12 November 2010

Go fly a kite

In Stones into Schools, Mortenson talks about the Draconian regime when the Taliban held power in Afghanistan. Some of their more bizarre edicts included forbidding people from listening to music, laughing in public, and flying a kite.

To me, these were truly soul-destroying prohibitions. Listening to music can invigorate lethargy, calm anger, cheer sadness, and so much more. And you have only to witness the huge numbers of people walking around with earphones virtually embedded in their ears to know how very important music is in people’s lives.

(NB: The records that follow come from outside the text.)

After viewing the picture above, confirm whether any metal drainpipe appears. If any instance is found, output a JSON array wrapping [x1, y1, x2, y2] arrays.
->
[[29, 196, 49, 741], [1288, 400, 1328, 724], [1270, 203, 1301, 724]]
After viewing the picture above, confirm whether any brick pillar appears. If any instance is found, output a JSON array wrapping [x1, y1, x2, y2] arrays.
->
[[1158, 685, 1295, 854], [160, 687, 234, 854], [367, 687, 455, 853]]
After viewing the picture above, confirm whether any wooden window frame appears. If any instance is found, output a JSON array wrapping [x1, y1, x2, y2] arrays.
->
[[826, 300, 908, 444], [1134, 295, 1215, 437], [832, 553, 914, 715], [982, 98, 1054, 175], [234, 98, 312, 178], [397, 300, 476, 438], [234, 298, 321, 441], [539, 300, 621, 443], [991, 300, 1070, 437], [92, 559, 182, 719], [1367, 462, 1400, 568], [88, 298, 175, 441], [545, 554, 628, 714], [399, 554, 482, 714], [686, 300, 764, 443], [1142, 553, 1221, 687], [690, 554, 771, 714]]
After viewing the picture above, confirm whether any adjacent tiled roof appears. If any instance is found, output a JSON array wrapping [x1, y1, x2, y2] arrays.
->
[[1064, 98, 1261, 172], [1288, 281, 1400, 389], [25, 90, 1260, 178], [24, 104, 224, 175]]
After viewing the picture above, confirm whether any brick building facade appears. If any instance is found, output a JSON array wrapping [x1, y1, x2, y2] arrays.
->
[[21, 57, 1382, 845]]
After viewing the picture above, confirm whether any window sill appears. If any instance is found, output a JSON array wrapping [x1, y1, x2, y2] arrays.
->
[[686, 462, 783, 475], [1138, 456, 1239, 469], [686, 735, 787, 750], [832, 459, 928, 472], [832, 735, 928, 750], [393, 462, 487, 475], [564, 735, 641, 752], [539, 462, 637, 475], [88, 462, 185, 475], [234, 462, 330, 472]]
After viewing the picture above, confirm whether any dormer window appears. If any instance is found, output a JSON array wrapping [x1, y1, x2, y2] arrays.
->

And who could live without laughter? There is nothing so good as the genuinely overwhelming belly laugh that results in tears streaming down your face and leaves your diaphragm feeling pained, your body exhausted. To be prevented from sharing a public laugh with a fellow human being would be so demoralising, and who hasn’t smiled involuntarily at the sound of someone laughing?

I read Mortenson’s passage about the Taliban prohibitions in bed one night this week and the very next day one of my Facebook friends posted this quote from Anaïs Nin:
Throw your dreams into space like a kite, and you do not know what it will bring back, a new life, a new friend, a new love, a new country.’

The coincidence of the kite image struck me immediately. Forbidding someone from flying a kite seems like forbidding them from following their dreams.

So, my wish for today is for everyone freely to listen to some music, to laugh in public, and – I mean this is the nicest possible way – to go fly a kite!